Foi durante uma dessas visitas no presídio que René recebeu a triste notícia de que uma de suas filhas estava com Lupus, uma doença de difícil cura. Porém, naquele lugar em que via tanto sofrimento, em vez de entrar em desespero, pensou nos presos, comparou a situação e encontrou neles um apoio humano. Todos quiseram rezar pela saúde de sua filha. De cela em cela, René viu o momento de reflexão que tomara conta. A filha até hoje, com 19 anos, convive com a doença e os presos sempre se lembram de perguntar como vai a saúde de sua filha.
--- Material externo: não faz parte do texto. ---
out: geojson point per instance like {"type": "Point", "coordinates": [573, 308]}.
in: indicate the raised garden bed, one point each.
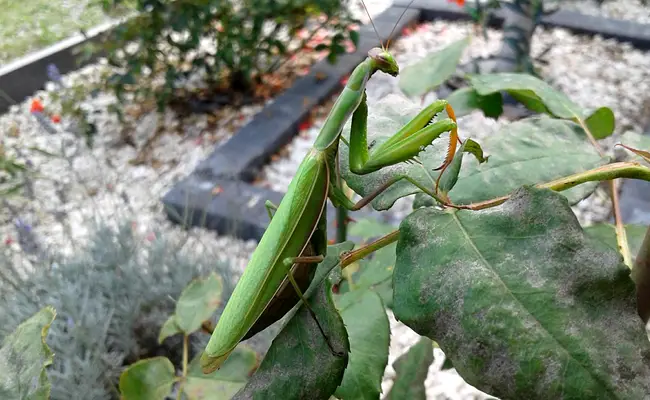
{"type": "Point", "coordinates": [219, 193]}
“E toda vez que entro no presídio saio com uma ação, uma denúncia”, revela. Chegou a um ponto em que o diretor do presídio quis proibí-la de entrar. Mas, sempre que pode, lá está ela. É outra causa que ninguém critica, também pelo caráter nobre que representa. “Quando o filho de alguém importante é preso, sempre lembram de mim, pedindo que eu vá até lá para ver se está tudo bem”, fala. No presídio, ele encontrou tempo ainda para o projeto “Presarte – Largue o crime e se prenda à arte”; enfrentou ainda um preso que a desafiou, afirmando que não teria coragem de tratá-lo, de ver o estado de sua ferida. Mas essas são outras histórias que terão que ficar para o livro que um dia ela ainda vai editar.